この庭園は第3代熊本藩主細川綱利が1671(寛文11)年に工事を行って今見る姿が完成した。つまり2021年は水前寺成趣園の完成から350年という節目の年にあたる。そこで11月27日に水前寺成趣園350年記念講演とシンポジウムが熊本市で開催され、千田が記念講演を務めさせていただいた。翌28日には水前寺成趣園を舞台に勇壮な流鏑馬(やぶさめ)や赤穂浪士の義士行列、人間国宝・野村万作氏による狂言などを行って盛大にお祝いした。

 

熊本市は阿蘇の伏流水をはじめとして水に恵まれた土地で、人口74万人の水道の水源をすべて地下水でまかなっている。これだけでも驚くが、なんと熊本市の水道水はカルシウム・カリウム・ケイ酸・マグネシウムを、市販のミネラルウオーターの平均値より豊富に含んでいるという(熊本市HPより)。水道から上質なミネラルウオーターが出てくるとは、なんと幸せなことだろう。

 

そして綱利が水前寺成趣園をつくった水前寺も、豊富な水が湧き出るところで、綱利は湧水地を保護して活(い)かして庭園を整えた。綱利は6歳で藩主の父を亡くし、江戸を発(た)って熊本に初めてお国入りしたのは18歳のときだった。綱利の治世は江戸幕府を中心とした政治体制が盤石で、すでに戦いのない時代が長く続いていた。

 

熊本城

 

細川氏の居城は加藤清正が戦国の知恵を集めて築いた熊本城。そして熊本城は強烈な「武」の象徴だった。しかし軍事力で他者を圧倒する「武」の力だけで、地域は治められなくなっていた。そうした時代に「武」だけではない地域を治めていく新たなシンボルとして生み出したのが、「文化」の力を象徴する水前寺成趣園だったと思う。熊本大学の稲葉継陽(つぐはる)氏のご教示によれば、藩主不在時には熊本藩の武士は庭園を拝見できるようになっていた。庭園は綱利だけのものではなかった。

 

そして水が湧く低湿地を整えて園池をつくるには、芸術的感性とともに高度な土木技術が必要だった。細川氏は信長の時代に京都府の勝龍寺城を築いて、安土城天主より早く「天主」を建て、その後居城にした福岡県の小倉城では低湿地を先進技術で埋め立てて城を築いていた。

 

水前寺成趣園の池の岸を安定させる巧みな技術、美しい築山を生み出す盛土の技は、まさに築城で培った石垣の基礎や防御の土手(土塁)の造成方法などの軍事技術を平和に活かしてできた。

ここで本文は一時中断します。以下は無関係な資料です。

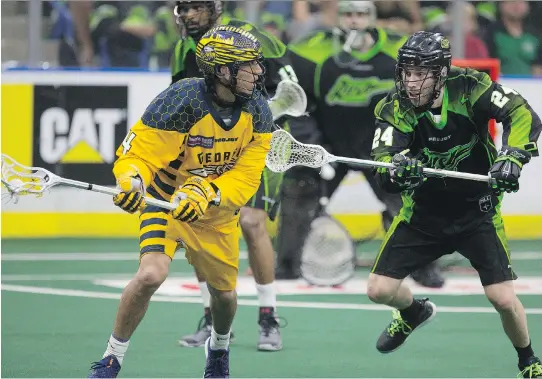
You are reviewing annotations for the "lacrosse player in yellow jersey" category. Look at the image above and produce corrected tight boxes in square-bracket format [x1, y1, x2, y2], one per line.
[89, 26, 273, 378]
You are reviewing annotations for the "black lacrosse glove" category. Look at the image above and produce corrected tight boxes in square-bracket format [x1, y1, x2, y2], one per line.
[390, 151, 425, 191]
[489, 146, 531, 195]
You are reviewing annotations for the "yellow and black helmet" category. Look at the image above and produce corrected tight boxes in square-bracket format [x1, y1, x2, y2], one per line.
[196, 25, 265, 100]
[196, 25, 263, 76]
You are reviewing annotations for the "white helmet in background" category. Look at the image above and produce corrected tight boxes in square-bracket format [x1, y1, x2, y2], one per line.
[339, 1, 376, 33]
[333, 0, 376, 59]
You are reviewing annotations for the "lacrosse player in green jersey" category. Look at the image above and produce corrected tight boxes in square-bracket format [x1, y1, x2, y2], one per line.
[367, 32, 542, 378]
[171, 1, 297, 351]
[277, 0, 445, 288]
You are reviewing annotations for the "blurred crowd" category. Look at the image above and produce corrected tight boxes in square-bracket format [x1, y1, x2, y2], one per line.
[45, 0, 542, 75]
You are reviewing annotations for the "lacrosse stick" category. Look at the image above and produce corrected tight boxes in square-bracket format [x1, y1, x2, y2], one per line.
[269, 79, 307, 120]
[265, 129, 498, 183]
[1, 154, 175, 211]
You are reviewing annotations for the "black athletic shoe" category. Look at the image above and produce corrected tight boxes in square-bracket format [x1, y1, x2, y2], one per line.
[518, 357, 542, 378]
[376, 299, 437, 354]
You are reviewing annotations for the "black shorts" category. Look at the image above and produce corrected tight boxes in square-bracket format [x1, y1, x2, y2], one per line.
[371, 215, 517, 286]
[246, 168, 284, 221]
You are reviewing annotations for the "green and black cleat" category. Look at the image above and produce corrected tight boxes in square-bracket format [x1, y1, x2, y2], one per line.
[518, 357, 542, 378]
[376, 299, 437, 354]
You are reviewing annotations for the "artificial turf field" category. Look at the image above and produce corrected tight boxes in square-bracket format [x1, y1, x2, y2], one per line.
[1, 239, 542, 378]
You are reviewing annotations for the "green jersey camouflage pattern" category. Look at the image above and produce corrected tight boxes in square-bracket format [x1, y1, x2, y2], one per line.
[372, 67, 542, 232]
[288, 28, 406, 158]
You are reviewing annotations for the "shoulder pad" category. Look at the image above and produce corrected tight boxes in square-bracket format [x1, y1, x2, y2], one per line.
[375, 91, 418, 133]
[141, 78, 209, 133]
[243, 94, 274, 133]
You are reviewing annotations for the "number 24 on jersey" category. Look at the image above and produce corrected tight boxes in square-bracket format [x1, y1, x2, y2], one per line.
[373, 126, 393, 149]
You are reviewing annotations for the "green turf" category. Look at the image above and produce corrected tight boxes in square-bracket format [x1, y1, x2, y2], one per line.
[1, 239, 542, 378]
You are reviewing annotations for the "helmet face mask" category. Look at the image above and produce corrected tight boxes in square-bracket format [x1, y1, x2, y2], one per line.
[395, 64, 447, 110]
[173, 0, 222, 40]
[395, 32, 452, 112]
[216, 58, 265, 101]
[196, 25, 265, 102]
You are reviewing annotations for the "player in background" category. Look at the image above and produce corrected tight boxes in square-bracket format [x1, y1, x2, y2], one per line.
[90, 26, 274, 378]
[367, 32, 542, 378]
[277, 1, 444, 287]
[171, 1, 297, 351]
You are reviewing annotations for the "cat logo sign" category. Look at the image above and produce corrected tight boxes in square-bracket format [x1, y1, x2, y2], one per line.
[39, 108, 126, 164]
[34, 86, 128, 185]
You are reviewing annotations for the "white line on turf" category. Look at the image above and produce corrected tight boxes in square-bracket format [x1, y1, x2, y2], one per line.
[1, 284, 542, 315]
[2, 251, 249, 262]
[2, 250, 542, 262]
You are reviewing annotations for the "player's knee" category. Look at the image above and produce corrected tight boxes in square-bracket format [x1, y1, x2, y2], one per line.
[367, 274, 397, 304]
[209, 287, 237, 304]
[239, 207, 267, 238]
[488, 296, 516, 312]
[485, 283, 517, 312]
[136, 254, 170, 291]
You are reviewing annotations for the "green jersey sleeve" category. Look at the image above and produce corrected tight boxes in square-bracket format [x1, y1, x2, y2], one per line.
[467, 70, 542, 156]
[170, 37, 196, 83]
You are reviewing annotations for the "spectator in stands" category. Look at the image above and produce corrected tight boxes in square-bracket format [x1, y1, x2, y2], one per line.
[485, 0, 542, 75]
[70, 0, 174, 67]
[374, 0, 423, 34]
[428, 2, 489, 59]
[286, 0, 338, 42]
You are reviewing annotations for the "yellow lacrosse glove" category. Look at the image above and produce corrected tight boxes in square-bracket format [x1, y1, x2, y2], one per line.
[171, 176, 217, 222]
[113, 165, 145, 213]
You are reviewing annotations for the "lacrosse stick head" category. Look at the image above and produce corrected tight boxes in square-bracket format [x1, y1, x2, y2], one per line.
[265, 129, 331, 172]
[1, 154, 56, 204]
[269, 79, 307, 120]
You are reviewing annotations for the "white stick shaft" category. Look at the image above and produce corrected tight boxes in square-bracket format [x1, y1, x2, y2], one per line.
[329, 155, 491, 183]
[60, 178, 176, 211]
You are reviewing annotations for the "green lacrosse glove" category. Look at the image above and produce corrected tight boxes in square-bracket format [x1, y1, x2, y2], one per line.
[489, 146, 531, 195]
[390, 150, 425, 190]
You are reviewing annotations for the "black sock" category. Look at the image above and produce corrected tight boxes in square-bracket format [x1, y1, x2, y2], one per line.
[399, 299, 423, 321]
[203, 307, 212, 322]
[514, 341, 534, 361]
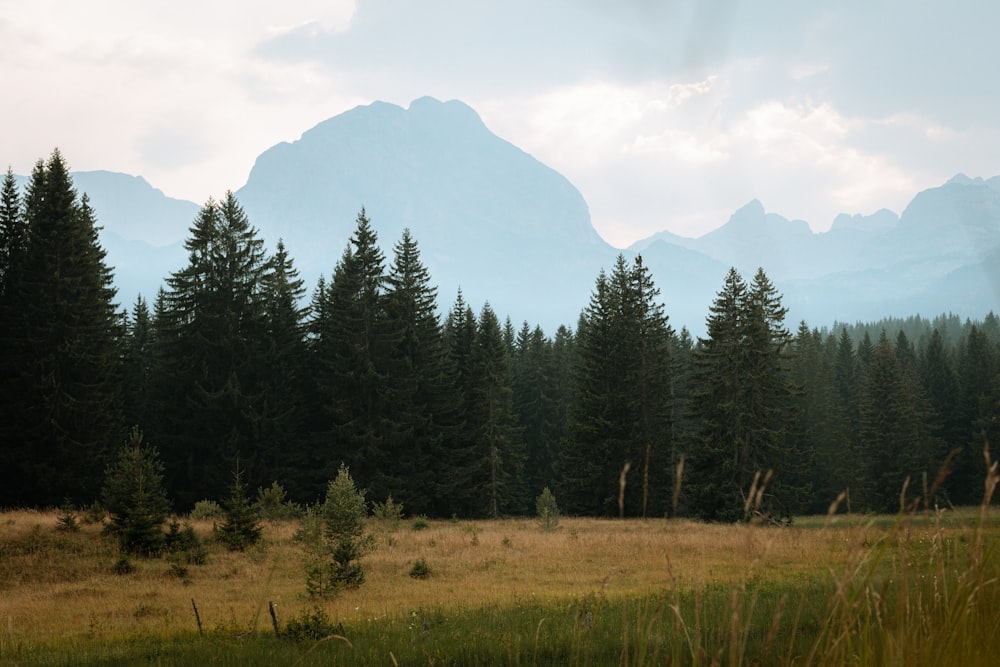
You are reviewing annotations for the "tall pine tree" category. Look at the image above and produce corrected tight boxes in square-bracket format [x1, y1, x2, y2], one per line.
[0, 151, 123, 505]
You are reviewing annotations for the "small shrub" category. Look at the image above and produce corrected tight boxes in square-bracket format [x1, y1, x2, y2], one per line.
[535, 487, 559, 532]
[170, 560, 188, 579]
[111, 556, 135, 574]
[372, 494, 403, 530]
[81, 501, 108, 526]
[102, 428, 170, 556]
[219, 461, 263, 551]
[164, 519, 208, 565]
[303, 464, 375, 596]
[56, 500, 80, 533]
[254, 482, 302, 521]
[189, 500, 225, 520]
[284, 607, 337, 642]
[410, 558, 431, 579]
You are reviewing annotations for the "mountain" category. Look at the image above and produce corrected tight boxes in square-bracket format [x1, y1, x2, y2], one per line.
[11, 98, 1000, 335]
[629, 174, 1000, 330]
[15, 171, 191, 308]
[236, 97, 617, 332]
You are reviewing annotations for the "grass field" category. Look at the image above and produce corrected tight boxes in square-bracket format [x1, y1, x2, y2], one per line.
[0, 508, 1000, 665]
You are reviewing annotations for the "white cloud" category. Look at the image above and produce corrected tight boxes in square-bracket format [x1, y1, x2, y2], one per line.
[0, 0, 1000, 244]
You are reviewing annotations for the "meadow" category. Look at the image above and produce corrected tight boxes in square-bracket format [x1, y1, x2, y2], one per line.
[0, 500, 1000, 665]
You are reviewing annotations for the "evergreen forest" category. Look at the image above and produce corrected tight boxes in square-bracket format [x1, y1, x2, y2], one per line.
[0, 151, 1000, 521]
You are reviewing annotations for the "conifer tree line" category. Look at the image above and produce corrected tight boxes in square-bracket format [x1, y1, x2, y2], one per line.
[0, 152, 1000, 521]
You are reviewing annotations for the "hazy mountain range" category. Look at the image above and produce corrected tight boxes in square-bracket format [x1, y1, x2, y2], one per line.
[11, 98, 1000, 334]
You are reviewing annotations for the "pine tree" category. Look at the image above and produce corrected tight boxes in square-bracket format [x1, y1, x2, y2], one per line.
[101, 428, 170, 556]
[154, 192, 270, 506]
[559, 255, 673, 516]
[467, 304, 527, 518]
[433, 290, 487, 517]
[951, 325, 998, 504]
[259, 240, 306, 500]
[854, 331, 927, 512]
[0, 167, 28, 303]
[314, 209, 396, 498]
[219, 459, 263, 551]
[386, 229, 454, 514]
[689, 269, 805, 520]
[0, 151, 122, 505]
[685, 269, 757, 521]
[122, 295, 154, 424]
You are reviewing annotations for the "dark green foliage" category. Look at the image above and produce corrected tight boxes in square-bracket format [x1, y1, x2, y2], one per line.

庭園は人をもてなしてつなぎ、芸術を生み出す創造的な空間である。水前寺成趣園の精神を21世紀の私たちはどう受け継ぎ活かせるだろうか。

 

筆者:千田嘉博(城郭考古学者)

 

 

■水前寺成趣園
国の名勝・史跡に指定されている桃山式の回遊式庭園。小倉藩から熊本藩に転封となった細川忠利が、御茶屋を設けたのが始まり。孫の綱利の時代に大規模な工事が行われ、庭園が完成した。庭園の名前は、中国・魏晋南北朝時代の詩人、陶淵明の詩に由来する。明治10年の西南戦争で荒廃した熊本城下の復興と歴代藩主を祭るため、11年、旧藩士らが庭園を境内とする出水神社を創建した。